Vi si offrono attività manuali o giardinaggio, o la partecipazione alla preparazione di un pasto, ma si può anche semplicemente esserci e sentirsi comunque appartenere ad un benevolo gruppo umano. In un momento in cui i progressi nelle neuroscienze e l’arrivo di robot ci promettono sconvolgimenti culturali, sociali e sanitari senza precedenti, si tratta di conservare una traccia della profondità dei percorsi di vita di queste persone « non conformi », così come le scelte professionali di coloro che fanno questo luogo.

Protagonisti: gente di Galiffe, eroi ordinari

All’Atelier Galiffe c’è un pubblico eterogeneo di persone emarginate, che vengono di loro spontanea volontà, senza obbligo di iscrizione o regolarità. Molti di loro hanno una casa fissa e sono generalmente noti ai servizi sociali. Ognuno sceglie le attività che preferisce, ma si può anche non fare niente, a seconda dell’umore del giorno. Le personalità sono originali e spesso accattivanti, trovano lì un luogo stabile e rassicurante, che aiuta ad attraversare turbolenze intime a volte gravemente invalidanti.

Tre animatori professionisti accolgono le persone così come sono, ogni pomeriggio della settimana, forniscono un ambiente sicuro e attento senza stabilire record o fissare obiettivi terapeutici, ma con il desiderio di sostenere l’autostima e il consolidamento dei legami sociali. Una mezza dozzina di volontari si uniscono regolarmente a loro per offrire attività o passeggiate specifiche.
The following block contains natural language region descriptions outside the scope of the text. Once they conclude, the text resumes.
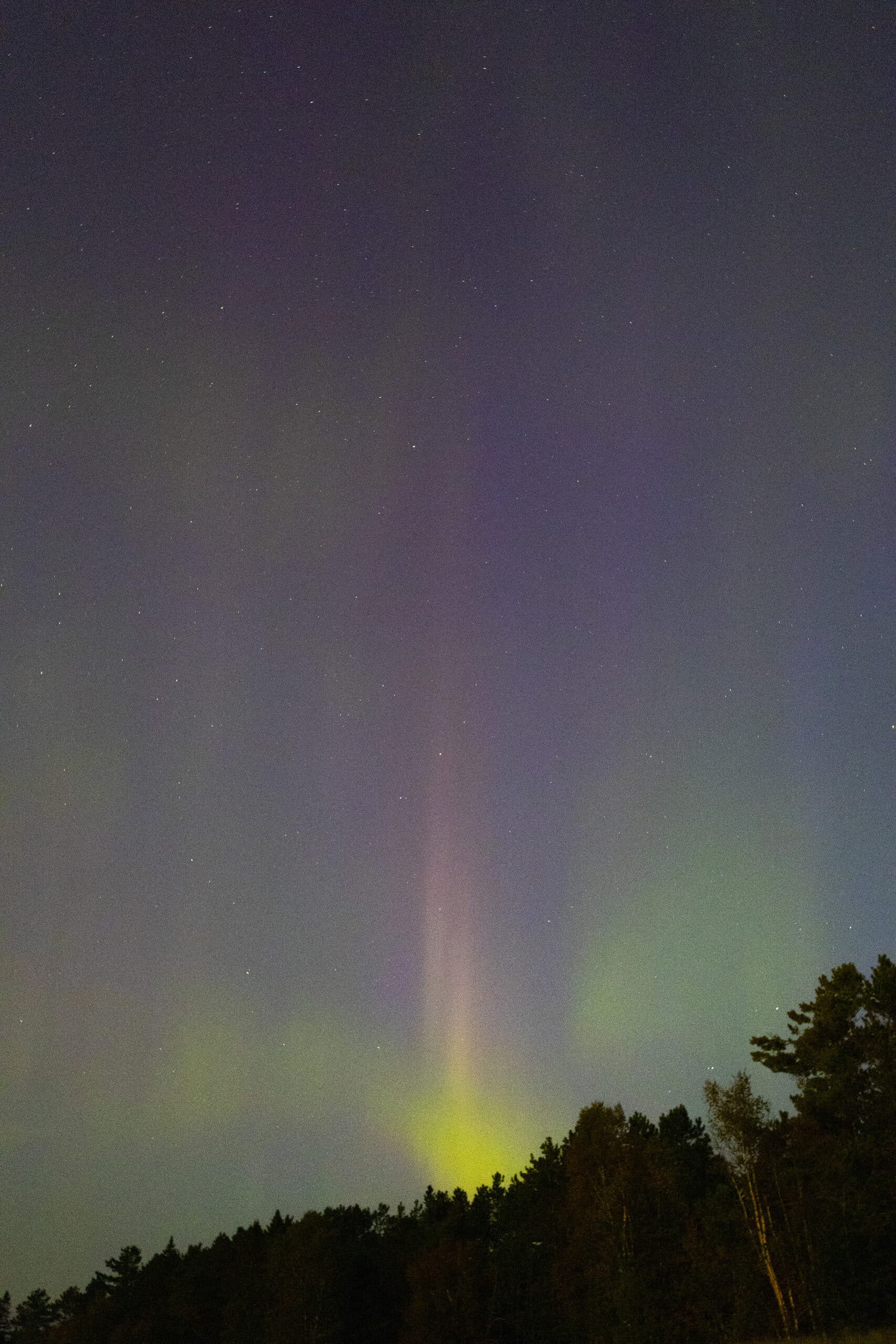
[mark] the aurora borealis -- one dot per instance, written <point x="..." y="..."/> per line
<point x="448" y="582"/>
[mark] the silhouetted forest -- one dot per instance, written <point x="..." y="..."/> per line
<point x="625" y="1232"/>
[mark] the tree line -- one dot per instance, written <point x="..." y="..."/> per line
<point x="625" y="1233"/>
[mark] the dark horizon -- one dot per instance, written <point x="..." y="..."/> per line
<point x="446" y="581"/>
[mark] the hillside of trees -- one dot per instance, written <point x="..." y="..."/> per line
<point x="625" y="1233"/>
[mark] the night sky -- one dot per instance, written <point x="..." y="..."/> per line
<point x="448" y="505"/>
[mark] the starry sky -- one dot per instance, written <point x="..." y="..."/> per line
<point x="446" y="584"/>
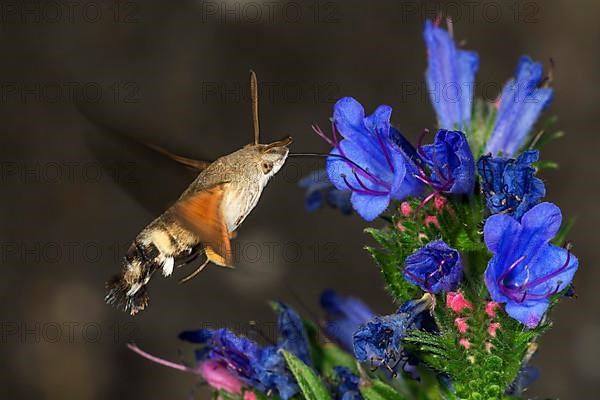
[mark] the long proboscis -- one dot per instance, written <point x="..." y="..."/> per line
<point x="254" y="97"/>
<point x="324" y="155"/>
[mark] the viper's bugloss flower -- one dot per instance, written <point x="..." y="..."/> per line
<point x="319" y="191"/>
<point x="343" y="316"/>
<point x="510" y="186"/>
<point x="450" y="77"/>
<point x="292" y="336"/>
<point x="379" y="340"/>
<point x="435" y="267"/>
<point x="240" y="355"/>
<point x="265" y="368"/>
<point x="274" y="375"/>
<point x="526" y="270"/>
<point x="451" y="162"/>
<point x="521" y="102"/>
<point x="348" y="384"/>
<point x="368" y="160"/>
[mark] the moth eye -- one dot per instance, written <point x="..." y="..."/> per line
<point x="267" y="167"/>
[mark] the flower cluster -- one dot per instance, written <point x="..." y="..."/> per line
<point x="469" y="250"/>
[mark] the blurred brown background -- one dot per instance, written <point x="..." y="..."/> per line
<point x="174" y="73"/>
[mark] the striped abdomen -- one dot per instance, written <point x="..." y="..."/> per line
<point x="160" y="245"/>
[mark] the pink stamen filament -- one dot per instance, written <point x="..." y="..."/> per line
<point x="159" y="360"/>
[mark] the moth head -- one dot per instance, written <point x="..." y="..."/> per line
<point x="272" y="156"/>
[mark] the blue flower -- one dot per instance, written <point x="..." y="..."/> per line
<point x="292" y="336"/>
<point x="526" y="270"/>
<point x="450" y="78"/>
<point x="451" y="162"/>
<point x="348" y="384"/>
<point x="379" y="341"/>
<point x="274" y="374"/>
<point x="320" y="190"/>
<point x="239" y="355"/>
<point x="344" y="316"/>
<point x="435" y="268"/>
<point x="367" y="161"/>
<point x="521" y="103"/>
<point x="509" y="185"/>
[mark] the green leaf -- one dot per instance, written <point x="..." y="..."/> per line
<point x="311" y="386"/>
<point x="378" y="390"/>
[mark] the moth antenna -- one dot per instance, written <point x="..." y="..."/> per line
<point x="254" y="96"/>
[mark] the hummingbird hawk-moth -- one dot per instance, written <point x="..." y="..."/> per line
<point x="204" y="218"/>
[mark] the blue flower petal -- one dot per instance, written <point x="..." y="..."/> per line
<point x="526" y="270"/>
<point x="369" y="207"/>
<point x="521" y="103"/>
<point x="292" y="335"/>
<point x="450" y="78"/>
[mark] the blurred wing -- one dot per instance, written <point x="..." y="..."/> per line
<point x="141" y="170"/>
<point x="201" y="213"/>
<point x="195" y="165"/>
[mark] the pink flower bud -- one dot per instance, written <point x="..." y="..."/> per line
<point x="218" y="377"/>
<point x="456" y="302"/>
<point x="461" y="325"/>
<point x="406" y="209"/>
<point x="490" y="308"/>
<point x="492" y="328"/>
<point x="432" y="220"/>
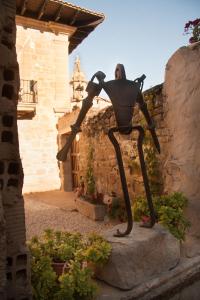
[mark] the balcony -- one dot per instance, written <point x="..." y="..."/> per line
<point x="26" y="107"/>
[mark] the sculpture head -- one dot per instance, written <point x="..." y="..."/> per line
<point x="120" y="72"/>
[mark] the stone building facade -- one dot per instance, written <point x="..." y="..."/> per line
<point x="47" y="66"/>
<point x="174" y="107"/>
<point x="14" y="262"/>
<point x="47" y="32"/>
<point x="14" y="257"/>
<point x="94" y="136"/>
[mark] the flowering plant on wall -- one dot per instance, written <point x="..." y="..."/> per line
<point x="193" y="27"/>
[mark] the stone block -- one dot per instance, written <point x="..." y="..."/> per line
<point x="142" y="255"/>
<point x="95" y="212"/>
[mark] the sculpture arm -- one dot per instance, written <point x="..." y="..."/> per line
<point x="93" y="90"/>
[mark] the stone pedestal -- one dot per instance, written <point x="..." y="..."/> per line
<point x="144" y="254"/>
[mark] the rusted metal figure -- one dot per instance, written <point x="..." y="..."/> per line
<point x="124" y="94"/>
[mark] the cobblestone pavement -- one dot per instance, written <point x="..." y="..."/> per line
<point x="55" y="209"/>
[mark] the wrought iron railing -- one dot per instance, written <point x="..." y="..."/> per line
<point x="28" y="91"/>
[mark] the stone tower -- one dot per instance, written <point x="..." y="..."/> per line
<point x="78" y="82"/>
<point x="14" y="266"/>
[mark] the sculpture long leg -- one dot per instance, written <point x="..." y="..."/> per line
<point x="144" y="175"/>
<point x="123" y="182"/>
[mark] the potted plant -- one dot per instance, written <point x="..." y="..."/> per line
<point x="193" y="28"/>
<point x="78" y="255"/>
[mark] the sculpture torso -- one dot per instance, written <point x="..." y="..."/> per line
<point x="123" y="94"/>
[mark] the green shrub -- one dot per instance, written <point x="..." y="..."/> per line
<point x="77" y="252"/>
<point x="169" y="210"/>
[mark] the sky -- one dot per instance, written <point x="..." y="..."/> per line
<point x="142" y="35"/>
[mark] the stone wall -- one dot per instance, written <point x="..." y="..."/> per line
<point x="182" y="160"/>
<point x="14" y="263"/>
<point x="43" y="57"/>
<point x="94" y="134"/>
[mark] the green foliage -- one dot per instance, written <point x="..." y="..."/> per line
<point x="169" y="209"/>
<point x="90" y="180"/>
<point x="43" y="278"/>
<point x="78" y="252"/>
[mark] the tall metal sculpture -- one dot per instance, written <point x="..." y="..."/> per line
<point x="124" y="94"/>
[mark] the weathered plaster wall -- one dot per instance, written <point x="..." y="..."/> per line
<point x="43" y="57"/>
<point x="94" y="134"/>
<point x="182" y="96"/>
<point x="14" y="263"/>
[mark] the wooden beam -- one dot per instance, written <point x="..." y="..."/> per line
<point x="58" y="14"/>
<point x="74" y="18"/>
<point x="42" y="9"/>
<point x="24" y="7"/>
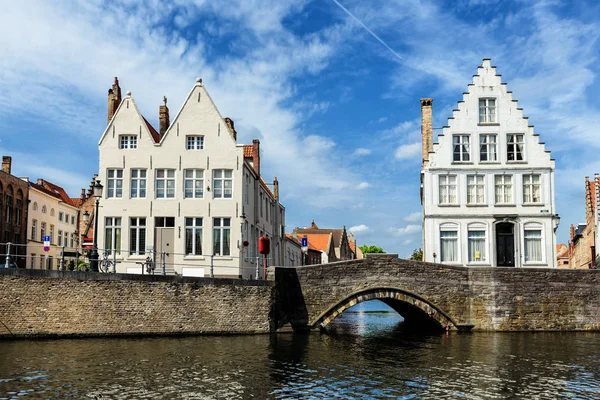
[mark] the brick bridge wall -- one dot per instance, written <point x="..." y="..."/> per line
<point x="53" y="303"/>
<point x="488" y="299"/>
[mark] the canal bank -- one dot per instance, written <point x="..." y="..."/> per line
<point x="44" y="303"/>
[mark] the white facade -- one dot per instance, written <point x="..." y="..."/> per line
<point x="488" y="183"/>
<point x="48" y="215"/>
<point x="184" y="193"/>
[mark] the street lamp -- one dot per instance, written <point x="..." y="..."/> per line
<point x="94" y="254"/>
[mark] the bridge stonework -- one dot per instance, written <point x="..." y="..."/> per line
<point x="478" y="298"/>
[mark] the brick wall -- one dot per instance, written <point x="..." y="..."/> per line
<point x="53" y="303"/>
<point x="489" y="299"/>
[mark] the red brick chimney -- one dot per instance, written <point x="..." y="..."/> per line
<point x="231" y="126"/>
<point x="256" y="156"/>
<point x="426" y="129"/>
<point x="114" y="99"/>
<point x="6" y="164"/>
<point x="163" y="117"/>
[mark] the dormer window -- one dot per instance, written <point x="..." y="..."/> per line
<point x="195" y="142"/>
<point x="487" y="111"/>
<point x="127" y="142"/>
<point x="462" y="148"/>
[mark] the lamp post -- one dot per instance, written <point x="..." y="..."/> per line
<point x="94" y="254"/>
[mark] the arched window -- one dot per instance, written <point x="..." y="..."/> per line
<point x="9" y="205"/>
<point x="476" y="237"/>
<point x="449" y="243"/>
<point x="533" y="243"/>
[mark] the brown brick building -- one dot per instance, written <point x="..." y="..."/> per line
<point x="14" y="198"/>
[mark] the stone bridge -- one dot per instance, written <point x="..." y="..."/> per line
<point x="441" y="296"/>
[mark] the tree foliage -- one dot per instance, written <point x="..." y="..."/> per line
<point x="417" y="255"/>
<point x="371" y="249"/>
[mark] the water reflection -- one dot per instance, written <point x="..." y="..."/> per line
<point x="365" y="355"/>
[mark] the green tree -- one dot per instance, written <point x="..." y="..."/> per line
<point x="370" y="249"/>
<point x="417" y="255"/>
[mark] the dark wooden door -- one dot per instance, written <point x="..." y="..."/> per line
<point x="505" y="245"/>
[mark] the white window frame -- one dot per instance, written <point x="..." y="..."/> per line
<point x="477" y="227"/>
<point x="195" y="178"/>
<point x="488" y="111"/>
<point x="512" y="148"/>
<point x="478" y="187"/>
<point x="531" y="227"/>
<point x="114" y="183"/>
<point x="450" y="228"/>
<point x="193" y="227"/>
<point x="113" y="224"/>
<point x="194" y="142"/>
<point x="503" y="185"/>
<point x="138" y="184"/>
<point x="528" y="182"/>
<point x="127" y="142"/>
<point x="444" y="181"/>
<point x="137" y="231"/>
<point x="219" y="229"/>
<point x="484" y="142"/>
<point x="221" y="182"/>
<point x="166" y="181"/>
<point x="461" y="141"/>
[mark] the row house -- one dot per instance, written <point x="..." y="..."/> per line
<point x="188" y="196"/>
<point x="14" y="197"/>
<point x="54" y="214"/>
<point x="487" y="185"/>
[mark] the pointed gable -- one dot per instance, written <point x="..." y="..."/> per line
<point x="488" y="107"/>
<point x="127" y="120"/>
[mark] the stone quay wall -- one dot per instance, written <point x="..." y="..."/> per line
<point x="486" y="299"/>
<point x="42" y="303"/>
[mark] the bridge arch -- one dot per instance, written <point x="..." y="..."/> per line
<point x="413" y="308"/>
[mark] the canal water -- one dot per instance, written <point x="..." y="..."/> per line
<point x="365" y="354"/>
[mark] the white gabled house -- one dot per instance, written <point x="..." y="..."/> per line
<point x="189" y="192"/>
<point x="487" y="185"/>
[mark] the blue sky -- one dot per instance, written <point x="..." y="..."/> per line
<point x="332" y="95"/>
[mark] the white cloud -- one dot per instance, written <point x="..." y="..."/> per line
<point x="407" y="230"/>
<point x="408" y="151"/>
<point x="413" y="217"/>
<point x="361" y="151"/>
<point x="359" y="228"/>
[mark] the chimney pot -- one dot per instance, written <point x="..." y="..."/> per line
<point x="6" y="164"/>
<point x="426" y="128"/>
<point x="163" y="117"/>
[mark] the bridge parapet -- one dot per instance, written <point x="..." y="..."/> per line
<point x="491" y="299"/>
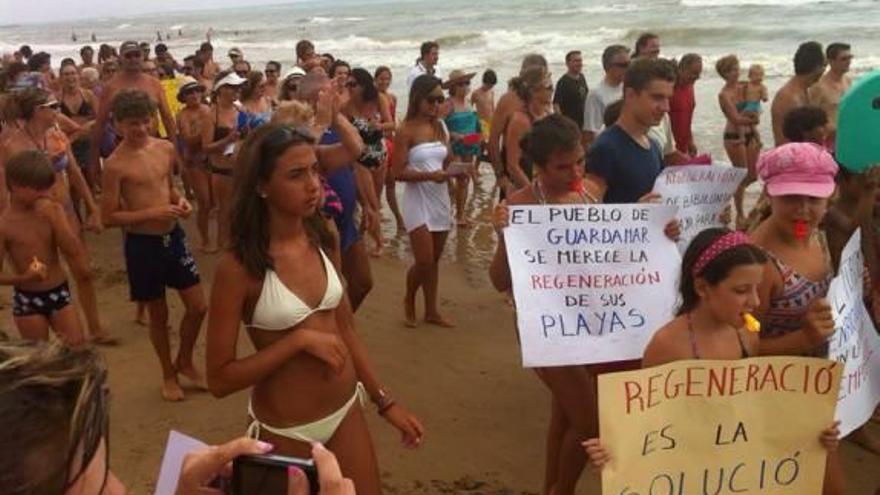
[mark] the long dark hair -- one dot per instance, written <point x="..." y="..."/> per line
<point x="716" y="270"/>
<point x="249" y="222"/>
<point x="365" y="81"/>
<point x="552" y="134"/>
<point x="421" y="88"/>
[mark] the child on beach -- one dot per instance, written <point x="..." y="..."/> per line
<point x="33" y="230"/>
<point x="721" y="276"/>
<point x="754" y="91"/>
<point x="139" y="196"/>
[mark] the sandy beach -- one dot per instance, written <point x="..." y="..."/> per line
<point x="485" y="415"/>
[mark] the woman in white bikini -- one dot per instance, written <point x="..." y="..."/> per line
<point x="310" y="372"/>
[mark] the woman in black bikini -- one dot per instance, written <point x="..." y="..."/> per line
<point x="740" y="136"/>
<point x="535" y="89"/>
<point x="219" y="142"/>
<point x="369" y="113"/>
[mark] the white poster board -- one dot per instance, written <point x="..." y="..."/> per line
<point x="701" y="192"/>
<point x="855" y="343"/>
<point x="591" y="282"/>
Due volte alla settimana ci sono al mattino degli ateliers di pittura e disegno.

Tema: fragilità psichica ai tempi dell’economia neoliberale

Il deterioramento della situazione economica provoca un aumento della sofferenza mentale, a Ginevra come altrove nelle nostre società occidentali del XXI secolo. Il numero di beneficiari di un sostegno sociale sta esplodendo, come anche aumenta il logoramento degli operatori della salute mentale

Tuttavia, l’ospedale psichiatrico non è più un luogo in cui vivere: i soggiorni di cura sono brevi e ci si concentra essenzialmente sulla chimica per rimettere le persone in piedi il prima possibile e rimandarle nel loro contesto di vita. La creazione del Atelier Galiffe – all’interno della rete Genevan e Romand per la salute e l’integrazione delle persone con disturbi psichici – risale agli anni ’80, quando il movimento anti-psichiatrico stava cercando un’alternativa a ciò che all’epoca era spesso vissuto come una reclusione.

Fortunatamente, le cose sono cambiate da allora, sotto l’influenza di vari attori medici e associativi. Intendo contestualizzare l’esistenza del Atelier Galiffe intervistando sia i professionisti della salute mentale che i politici per cercare di cogliere il modo in cui vedono l’integrazione sociale e l’evoluzione della parola umana nel tempo dove l’umanesimo sta mostrando segni di obsolescenza, e le loro prospettive per la salute mentale pubblica in un momento in cui i robot si stanno preparando a prendere il controllo del lavoro degli umani.